Comment on Am I crazy, or is powering an Arduino with a 9v battery viable in 2023?
BigDanishGuy@sh.itjust.works 1 year ago
IDK about setting clockspeed in an Arduino, but with a raw atmega328 it’s definitely something you’d do. IIRC the atmegas uses fusebits which has to be set during programming. I suspect that you’d at least need to access the ICSP pins instead of programming over USB. At which point you could just build the needed part of the Arduino on perf board and ditch the atmega16u4 and LDO.
If you don’t mind 4MHz @ 3V, then the datasheet claims that will draw 1.5mA ww1.microchip.com/…/Atmel-7810-Automotive-Microco… but if you refer to section 28 in the datasheet you’ll see that you can go as low as 2.7V.
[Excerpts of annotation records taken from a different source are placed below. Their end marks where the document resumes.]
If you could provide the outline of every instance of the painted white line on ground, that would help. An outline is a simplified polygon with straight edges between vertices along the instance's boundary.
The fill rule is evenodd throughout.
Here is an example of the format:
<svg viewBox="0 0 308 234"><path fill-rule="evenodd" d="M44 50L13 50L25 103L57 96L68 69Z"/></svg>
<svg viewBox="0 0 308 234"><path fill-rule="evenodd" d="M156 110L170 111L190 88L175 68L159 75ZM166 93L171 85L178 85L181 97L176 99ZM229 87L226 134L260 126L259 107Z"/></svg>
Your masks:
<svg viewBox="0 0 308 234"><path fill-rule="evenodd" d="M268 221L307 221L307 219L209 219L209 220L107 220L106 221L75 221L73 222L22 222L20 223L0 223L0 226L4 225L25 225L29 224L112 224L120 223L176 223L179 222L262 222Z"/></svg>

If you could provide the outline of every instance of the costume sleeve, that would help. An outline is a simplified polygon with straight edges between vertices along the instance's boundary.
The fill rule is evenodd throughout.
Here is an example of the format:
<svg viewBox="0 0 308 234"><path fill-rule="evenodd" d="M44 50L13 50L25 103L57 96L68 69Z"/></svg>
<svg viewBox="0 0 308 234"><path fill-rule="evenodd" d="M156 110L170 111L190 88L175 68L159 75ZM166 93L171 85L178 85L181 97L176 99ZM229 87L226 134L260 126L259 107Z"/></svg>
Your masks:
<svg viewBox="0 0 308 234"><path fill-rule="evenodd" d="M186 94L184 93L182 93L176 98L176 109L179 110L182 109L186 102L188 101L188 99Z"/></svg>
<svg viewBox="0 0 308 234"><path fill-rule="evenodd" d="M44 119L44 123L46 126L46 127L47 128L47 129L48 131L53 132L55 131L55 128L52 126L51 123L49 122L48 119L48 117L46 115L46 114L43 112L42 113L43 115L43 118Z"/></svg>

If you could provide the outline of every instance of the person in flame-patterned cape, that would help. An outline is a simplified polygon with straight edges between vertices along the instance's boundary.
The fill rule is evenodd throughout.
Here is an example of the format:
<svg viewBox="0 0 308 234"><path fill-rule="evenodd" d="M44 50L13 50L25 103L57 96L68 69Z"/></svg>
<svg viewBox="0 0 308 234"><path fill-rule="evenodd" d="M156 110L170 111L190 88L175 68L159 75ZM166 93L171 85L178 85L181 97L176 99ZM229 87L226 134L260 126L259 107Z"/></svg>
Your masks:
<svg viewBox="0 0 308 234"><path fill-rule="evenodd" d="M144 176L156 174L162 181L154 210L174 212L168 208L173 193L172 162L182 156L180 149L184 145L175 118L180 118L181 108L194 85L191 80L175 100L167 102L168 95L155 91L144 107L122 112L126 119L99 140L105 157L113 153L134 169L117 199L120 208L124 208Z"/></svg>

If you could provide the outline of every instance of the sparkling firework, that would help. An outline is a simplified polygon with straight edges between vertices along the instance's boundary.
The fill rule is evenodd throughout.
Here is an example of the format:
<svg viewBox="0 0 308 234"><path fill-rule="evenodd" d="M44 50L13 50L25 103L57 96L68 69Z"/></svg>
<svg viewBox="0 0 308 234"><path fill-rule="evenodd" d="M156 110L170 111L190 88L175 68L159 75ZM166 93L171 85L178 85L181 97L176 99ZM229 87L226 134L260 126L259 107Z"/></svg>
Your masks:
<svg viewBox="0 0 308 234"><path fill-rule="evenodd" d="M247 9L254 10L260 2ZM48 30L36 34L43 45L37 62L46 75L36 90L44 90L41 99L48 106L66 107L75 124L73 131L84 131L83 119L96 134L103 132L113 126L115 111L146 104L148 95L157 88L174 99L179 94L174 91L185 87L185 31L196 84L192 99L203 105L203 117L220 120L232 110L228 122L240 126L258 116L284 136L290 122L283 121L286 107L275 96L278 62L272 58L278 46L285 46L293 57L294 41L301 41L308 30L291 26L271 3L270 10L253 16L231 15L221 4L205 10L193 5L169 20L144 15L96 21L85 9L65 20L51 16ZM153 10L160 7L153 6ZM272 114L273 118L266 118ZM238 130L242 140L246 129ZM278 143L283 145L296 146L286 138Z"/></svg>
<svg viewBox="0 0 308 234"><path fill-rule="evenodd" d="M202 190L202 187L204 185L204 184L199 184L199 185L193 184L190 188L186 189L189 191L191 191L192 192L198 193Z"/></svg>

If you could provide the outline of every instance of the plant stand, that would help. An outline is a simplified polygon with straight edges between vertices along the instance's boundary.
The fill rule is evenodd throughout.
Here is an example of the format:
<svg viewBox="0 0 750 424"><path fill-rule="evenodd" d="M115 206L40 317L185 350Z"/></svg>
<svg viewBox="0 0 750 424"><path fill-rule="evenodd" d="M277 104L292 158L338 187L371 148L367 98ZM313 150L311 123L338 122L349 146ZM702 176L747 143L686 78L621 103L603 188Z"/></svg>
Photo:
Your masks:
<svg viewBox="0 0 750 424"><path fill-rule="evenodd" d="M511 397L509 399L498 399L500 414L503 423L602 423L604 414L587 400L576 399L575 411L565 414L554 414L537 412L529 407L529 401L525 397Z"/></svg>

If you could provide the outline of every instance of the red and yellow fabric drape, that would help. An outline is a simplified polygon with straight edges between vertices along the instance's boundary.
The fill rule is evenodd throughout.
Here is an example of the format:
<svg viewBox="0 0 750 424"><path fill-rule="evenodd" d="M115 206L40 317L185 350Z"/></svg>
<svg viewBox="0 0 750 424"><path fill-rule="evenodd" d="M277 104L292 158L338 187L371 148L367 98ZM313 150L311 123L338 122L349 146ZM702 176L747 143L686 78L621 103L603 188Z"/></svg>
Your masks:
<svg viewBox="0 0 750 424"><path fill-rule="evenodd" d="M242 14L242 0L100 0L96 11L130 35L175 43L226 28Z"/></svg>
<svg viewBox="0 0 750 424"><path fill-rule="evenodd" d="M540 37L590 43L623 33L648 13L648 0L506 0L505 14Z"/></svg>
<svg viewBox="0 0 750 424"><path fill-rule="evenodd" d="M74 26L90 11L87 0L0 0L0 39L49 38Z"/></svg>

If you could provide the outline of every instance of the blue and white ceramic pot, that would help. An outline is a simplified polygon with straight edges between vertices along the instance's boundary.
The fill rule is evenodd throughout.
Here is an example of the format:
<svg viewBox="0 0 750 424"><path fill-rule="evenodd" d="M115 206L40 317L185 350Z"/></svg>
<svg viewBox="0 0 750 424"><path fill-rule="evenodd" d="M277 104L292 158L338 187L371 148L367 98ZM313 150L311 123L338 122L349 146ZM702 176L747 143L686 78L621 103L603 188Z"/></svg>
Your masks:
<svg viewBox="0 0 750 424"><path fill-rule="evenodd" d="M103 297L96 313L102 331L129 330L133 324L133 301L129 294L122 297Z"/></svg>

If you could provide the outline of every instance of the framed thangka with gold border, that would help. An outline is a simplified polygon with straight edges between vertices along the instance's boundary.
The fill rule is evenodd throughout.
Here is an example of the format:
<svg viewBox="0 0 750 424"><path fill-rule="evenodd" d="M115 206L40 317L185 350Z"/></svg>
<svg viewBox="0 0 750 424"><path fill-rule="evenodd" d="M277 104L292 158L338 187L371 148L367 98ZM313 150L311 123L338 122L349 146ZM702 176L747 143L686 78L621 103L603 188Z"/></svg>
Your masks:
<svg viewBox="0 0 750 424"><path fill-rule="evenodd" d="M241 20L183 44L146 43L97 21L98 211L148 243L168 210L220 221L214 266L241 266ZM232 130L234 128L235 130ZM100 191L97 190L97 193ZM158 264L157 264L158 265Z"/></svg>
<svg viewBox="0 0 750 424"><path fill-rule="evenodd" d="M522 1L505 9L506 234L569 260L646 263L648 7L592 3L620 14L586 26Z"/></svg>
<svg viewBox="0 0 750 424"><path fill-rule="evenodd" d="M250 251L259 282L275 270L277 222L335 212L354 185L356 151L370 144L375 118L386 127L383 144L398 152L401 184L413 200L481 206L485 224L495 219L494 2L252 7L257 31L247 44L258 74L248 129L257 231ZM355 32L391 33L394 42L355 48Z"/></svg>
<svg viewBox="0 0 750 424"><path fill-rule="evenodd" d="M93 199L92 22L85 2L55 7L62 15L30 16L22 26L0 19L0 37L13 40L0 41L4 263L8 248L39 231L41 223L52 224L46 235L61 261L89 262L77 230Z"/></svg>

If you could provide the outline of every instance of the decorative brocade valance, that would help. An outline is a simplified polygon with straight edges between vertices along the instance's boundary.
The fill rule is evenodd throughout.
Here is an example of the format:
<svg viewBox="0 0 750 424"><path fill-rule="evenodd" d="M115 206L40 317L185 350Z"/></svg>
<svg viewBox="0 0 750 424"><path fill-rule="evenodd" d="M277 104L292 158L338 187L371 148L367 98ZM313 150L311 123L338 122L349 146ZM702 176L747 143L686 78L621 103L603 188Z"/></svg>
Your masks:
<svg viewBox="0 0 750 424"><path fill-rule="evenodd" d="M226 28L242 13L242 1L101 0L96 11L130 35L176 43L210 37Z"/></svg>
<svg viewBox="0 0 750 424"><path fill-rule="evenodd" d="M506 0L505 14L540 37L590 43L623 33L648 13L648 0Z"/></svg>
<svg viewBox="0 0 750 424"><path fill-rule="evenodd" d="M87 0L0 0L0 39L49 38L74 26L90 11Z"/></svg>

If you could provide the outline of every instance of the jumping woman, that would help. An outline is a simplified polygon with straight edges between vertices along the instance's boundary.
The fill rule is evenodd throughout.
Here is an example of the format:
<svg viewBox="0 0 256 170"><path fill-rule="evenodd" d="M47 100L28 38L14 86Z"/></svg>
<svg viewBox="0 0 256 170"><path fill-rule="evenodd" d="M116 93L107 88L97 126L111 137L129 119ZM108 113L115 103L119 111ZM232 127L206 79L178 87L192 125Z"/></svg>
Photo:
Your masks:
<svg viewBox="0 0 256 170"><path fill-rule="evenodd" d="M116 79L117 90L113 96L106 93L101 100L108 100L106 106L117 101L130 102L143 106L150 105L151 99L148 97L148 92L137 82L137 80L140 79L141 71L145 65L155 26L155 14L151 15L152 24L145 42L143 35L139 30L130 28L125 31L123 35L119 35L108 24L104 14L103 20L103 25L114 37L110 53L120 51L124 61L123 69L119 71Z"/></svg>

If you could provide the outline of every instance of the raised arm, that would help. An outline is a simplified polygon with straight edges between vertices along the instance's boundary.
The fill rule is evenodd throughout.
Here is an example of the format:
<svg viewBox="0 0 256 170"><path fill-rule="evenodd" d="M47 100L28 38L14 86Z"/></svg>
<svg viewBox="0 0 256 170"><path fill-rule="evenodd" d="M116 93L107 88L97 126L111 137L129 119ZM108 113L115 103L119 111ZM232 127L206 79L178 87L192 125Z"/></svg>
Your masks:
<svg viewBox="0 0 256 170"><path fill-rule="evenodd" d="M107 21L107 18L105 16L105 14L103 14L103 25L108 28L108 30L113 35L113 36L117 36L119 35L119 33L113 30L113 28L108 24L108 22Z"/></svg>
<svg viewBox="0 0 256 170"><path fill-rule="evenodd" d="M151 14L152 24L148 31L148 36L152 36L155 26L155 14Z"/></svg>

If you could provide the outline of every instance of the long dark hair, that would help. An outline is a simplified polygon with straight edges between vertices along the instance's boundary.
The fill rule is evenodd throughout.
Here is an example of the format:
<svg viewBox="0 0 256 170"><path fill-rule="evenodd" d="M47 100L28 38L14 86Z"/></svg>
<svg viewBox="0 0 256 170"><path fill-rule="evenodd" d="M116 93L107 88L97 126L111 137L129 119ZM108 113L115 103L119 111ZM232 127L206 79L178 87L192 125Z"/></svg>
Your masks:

If you really have your heart set on the PP3 battery then sure, but I’d probably see if I could use 3xAA instead. I just spent 10s googling, so my research may be lacking. An energizer PP3 lithium ultimate claims 750mAh, if we, for the sake of the argument, don’t care about discharge voltage curves and just use the nominal voltage, that makes 6750mWh. Varta has a 2900mAh AA, and 3 of those then become 13050mWh. I know that it’s a crude comparison, and you may not get twice the capacity, but still.
If you went for the AAs then your buck will be more efficient as well. Buck converters become less efficient the higher your input voltage …stackexchange.com/…/why-does-converters-efficien… so you can double the capacity and increase efficiency with AAs.
elmicha@feddit.de 1 year ago
With 3 AAs and at 8 MHz 3.3V (Arduino Pro Mini) you don’t even need a buck converter.